É fascinante pensar naquilo que pode passar pela cabeça de um menino de cinco anos, como o Jack. Para mais, o Jack é mesmo uma criança especial, já que o mundo dele se resume ao seu quarto e à sua mãe. A sua ingenuidade é fascinante.

Como psicóloga acho também bastante interessante analisar a relação quase simbiótica que existe entre esta mãe e este menino. E, depois, todo o processo de individualização pelo qual têm obrigatoriamente de passar.

É um livro que podia ser duro (e até o é), mas que a autora conseguiu tornar em algo bastante simples que nos faz rir e chorar (sim, também chorei neste). É uma obra de arte.

 

Além disso, onde quer que veja crianças, os adultos quase nunca parecem gostar delas, nem sequer os pais. Dizem que as crianças são lindas e tão queridas, fazem com que a criança faça tudo de novo para tirarem uma fotografia, mas na verdade não querem brincar com elas, preferem beber café e falar com os outros adultos. Por vezes, uma criança pequena está a chorar e a Mamã dela nem sequer a ouve.

p. 363

 

 

4. Escuta o teu corpo, da Francisca Guimarães

 

 

 

Já falei deste deste livro anteriormente (aqui), no entanto não poderia de forma alguma deixá-lo de fora desta minha lista de livros favoritos.

Chegou na altura certa e ajudou-me a fazer as pazes comigo própria em vários aspectos. Para além,  disso ajudou-me muito a construir a relação que tenho hoje com o meu corpo e mudou a forma como o vejo e sinto.

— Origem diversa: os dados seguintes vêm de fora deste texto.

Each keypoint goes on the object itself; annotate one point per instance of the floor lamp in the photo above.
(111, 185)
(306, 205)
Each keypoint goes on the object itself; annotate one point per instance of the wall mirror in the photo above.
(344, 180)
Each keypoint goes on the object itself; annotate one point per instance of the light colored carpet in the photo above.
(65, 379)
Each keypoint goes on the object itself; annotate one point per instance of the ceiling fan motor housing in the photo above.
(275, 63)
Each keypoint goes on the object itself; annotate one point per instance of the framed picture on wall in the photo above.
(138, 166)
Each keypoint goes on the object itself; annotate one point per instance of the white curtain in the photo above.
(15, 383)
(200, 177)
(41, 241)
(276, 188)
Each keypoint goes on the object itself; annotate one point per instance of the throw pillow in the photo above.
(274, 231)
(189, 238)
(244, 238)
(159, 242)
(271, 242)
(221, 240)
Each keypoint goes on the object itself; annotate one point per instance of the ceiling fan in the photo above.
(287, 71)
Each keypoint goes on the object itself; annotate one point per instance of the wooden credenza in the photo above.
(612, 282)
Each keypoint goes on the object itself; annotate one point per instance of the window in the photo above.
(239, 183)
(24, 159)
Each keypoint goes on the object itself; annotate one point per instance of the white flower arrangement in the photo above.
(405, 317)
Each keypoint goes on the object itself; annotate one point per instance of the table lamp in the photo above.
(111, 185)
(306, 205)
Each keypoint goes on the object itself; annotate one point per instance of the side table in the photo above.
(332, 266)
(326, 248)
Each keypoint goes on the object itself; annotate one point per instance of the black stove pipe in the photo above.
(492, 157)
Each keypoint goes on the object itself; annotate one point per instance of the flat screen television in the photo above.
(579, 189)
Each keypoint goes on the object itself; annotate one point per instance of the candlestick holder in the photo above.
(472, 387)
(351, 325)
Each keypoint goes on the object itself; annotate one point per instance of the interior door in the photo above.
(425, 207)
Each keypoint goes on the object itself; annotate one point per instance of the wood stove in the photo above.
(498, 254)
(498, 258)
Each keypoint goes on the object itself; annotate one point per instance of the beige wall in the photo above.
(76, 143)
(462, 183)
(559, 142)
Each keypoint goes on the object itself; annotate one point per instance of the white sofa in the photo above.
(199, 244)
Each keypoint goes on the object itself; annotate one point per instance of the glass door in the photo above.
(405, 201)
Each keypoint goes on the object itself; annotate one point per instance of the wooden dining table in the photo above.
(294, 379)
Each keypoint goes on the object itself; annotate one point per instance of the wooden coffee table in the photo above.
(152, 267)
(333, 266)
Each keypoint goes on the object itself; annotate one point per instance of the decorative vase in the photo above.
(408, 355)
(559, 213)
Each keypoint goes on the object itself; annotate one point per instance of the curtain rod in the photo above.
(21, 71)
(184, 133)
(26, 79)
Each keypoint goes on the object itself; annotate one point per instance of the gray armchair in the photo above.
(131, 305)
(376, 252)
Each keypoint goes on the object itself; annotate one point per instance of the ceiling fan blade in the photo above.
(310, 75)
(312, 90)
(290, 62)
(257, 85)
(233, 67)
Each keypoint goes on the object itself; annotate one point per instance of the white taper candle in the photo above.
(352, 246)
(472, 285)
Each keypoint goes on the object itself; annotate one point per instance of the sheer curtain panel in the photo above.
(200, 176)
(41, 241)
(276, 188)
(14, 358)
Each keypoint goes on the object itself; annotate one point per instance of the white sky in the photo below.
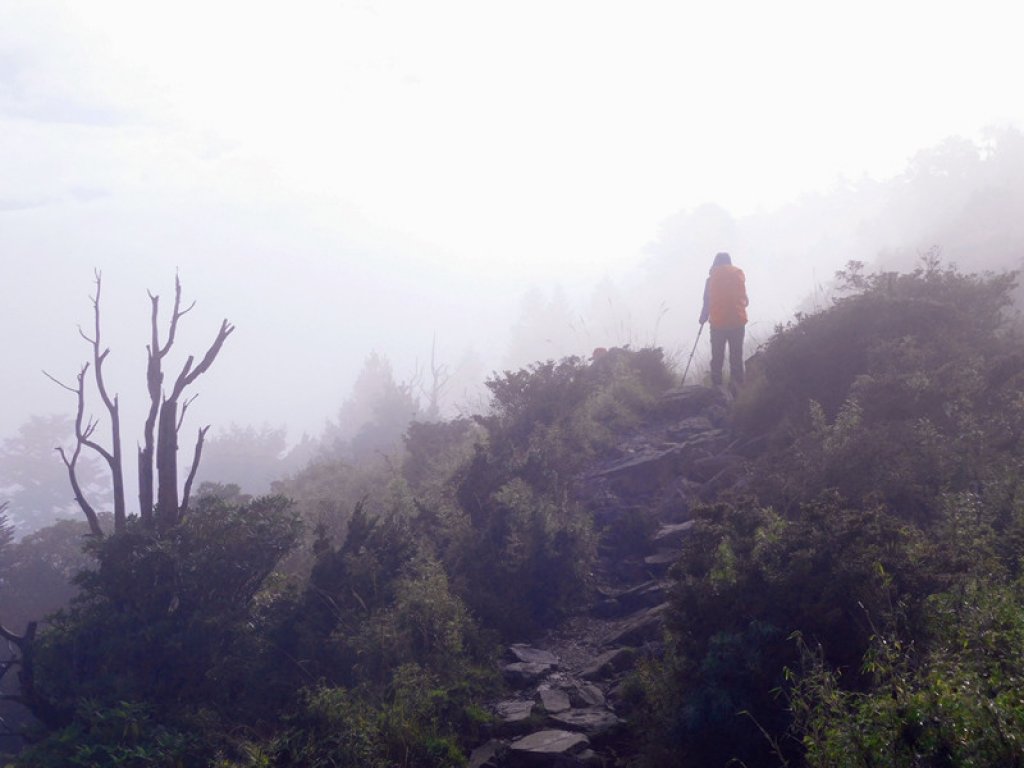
(287, 156)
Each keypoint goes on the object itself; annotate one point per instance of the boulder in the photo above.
(690, 400)
(528, 654)
(662, 560)
(486, 755)
(643, 473)
(586, 694)
(606, 665)
(525, 673)
(594, 722)
(546, 748)
(639, 629)
(700, 446)
(622, 602)
(672, 536)
(514, 710)
(689, 427)
(705, 469)
(553, 700)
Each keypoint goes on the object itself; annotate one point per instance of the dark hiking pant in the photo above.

Convido-te a ler o post Alimenta a Mente #2: Escuta o teu corpo, da Francisca Guimarães para saberes um pouco mais acerca do livro e da minha opinião sobre ele.

 

 

5. O Monge que vendeu o seu Ferrari de Robin Sharma

 

 

 

O Monge que Vendeu o Seu Ferrari é um best-seller inquestionável que oferece aos leitores uma série de lições simples e eficazes sobre como viver melhor. Combinando de uma forma inovadora a sabedoria espiritual do Oriente com os princípios ocidentais de sucesso e trabalho, mostra, passo a passo, como viver uma vida de coragem, equilíbrio, alegria.

 

Um livro life changing? É este. É um livro transformador e, acima de tudo, muito muito inspirador. É daqueles livros que queremos que toda a gente que está à nossa volta leia.

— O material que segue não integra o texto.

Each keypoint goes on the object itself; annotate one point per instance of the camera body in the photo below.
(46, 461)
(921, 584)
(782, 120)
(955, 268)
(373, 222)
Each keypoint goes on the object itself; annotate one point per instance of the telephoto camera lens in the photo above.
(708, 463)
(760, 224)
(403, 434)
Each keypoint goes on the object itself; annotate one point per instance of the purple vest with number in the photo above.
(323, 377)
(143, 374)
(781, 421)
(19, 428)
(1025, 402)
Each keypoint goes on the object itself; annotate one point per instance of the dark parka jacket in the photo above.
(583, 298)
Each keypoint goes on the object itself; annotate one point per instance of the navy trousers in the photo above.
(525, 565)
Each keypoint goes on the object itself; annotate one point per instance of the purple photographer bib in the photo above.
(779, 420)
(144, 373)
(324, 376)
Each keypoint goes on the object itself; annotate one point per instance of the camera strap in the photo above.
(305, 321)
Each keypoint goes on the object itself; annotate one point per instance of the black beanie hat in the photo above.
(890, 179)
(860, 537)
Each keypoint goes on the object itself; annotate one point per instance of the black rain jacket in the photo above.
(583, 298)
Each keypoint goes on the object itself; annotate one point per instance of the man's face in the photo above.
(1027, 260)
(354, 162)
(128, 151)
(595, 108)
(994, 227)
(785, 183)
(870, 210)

E sobre este não me vou alongar mais porque quero dedicar-lhe um post inteirinho!!

 

 

6. Ensaio sobre a Cegueira de José Saramago

 

 

 

Um homem fica cego, inexplicavelmente, quando se encontra no seu carro no meio do trânsito. A cegueira alastra como «um rastilho de pólvora». Uma cegueira coletiva. Romance contundente. Saramago a ver mais longe. Personagens sem nome. Um mundo com as contradições da espécie humana. Não se situa em nenhum tempo específico. É um tempo que pode ser ontem, hoje ou amanhã. As ideias a virem ao de cima, sempre na escrita de Saramago. A alegoria. O poder da palavra a abrir os olhos, face ao risco de uma situação terminal generalizada. A arte da escrita ao serviço da preocupação cívica. 

 

Este livro é, sem qualquer margem para dúvidas, uma obra de arte. Só um Génio como o Saramago é que poderia escrever esta história.

É uma leitura complexa, como toda a obra do autor, e com uma escrita muito própria. É um livro denso que não dá para ler de um só vez, mas a sua história é completamente viciante, o que nos faz querer ler, ler e ler.

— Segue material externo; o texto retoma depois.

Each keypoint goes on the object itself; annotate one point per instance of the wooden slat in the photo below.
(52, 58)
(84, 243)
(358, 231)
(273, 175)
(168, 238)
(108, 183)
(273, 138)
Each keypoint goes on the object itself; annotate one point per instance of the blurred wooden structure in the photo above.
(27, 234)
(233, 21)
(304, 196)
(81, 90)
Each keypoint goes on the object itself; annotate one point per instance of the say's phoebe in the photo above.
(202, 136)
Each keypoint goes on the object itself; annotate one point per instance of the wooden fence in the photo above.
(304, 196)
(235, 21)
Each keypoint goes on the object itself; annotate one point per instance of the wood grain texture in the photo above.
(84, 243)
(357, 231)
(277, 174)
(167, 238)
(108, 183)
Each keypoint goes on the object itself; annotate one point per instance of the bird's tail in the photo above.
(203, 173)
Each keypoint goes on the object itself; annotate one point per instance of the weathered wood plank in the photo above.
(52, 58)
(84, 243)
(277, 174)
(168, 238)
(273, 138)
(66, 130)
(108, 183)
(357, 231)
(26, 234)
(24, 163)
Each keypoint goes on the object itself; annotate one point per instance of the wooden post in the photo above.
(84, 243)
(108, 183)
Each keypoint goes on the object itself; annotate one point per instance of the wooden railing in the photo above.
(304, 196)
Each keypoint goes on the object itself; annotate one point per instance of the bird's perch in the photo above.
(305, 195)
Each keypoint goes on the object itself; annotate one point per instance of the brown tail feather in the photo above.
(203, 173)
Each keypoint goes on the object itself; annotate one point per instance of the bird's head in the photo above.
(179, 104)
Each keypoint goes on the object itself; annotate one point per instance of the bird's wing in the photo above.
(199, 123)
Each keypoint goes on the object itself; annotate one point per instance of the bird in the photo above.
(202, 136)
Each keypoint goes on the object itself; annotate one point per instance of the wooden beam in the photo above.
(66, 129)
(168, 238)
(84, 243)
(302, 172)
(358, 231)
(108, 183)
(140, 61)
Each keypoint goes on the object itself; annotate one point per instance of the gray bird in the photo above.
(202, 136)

Tenho de confessar que o Ensaio sobre a Cegueira não está apenas no meu top de 2017. Este livro está no top da minha vida.

Leiam este livro, mas leiam mesmo porque é fabuloso.

 

Se eu estiver a ser sincera hoje, que importa que tenha que tenha de arrepender-me amanhã.

p. 281

 

Este é o meu top do ano. E o teu, qual é?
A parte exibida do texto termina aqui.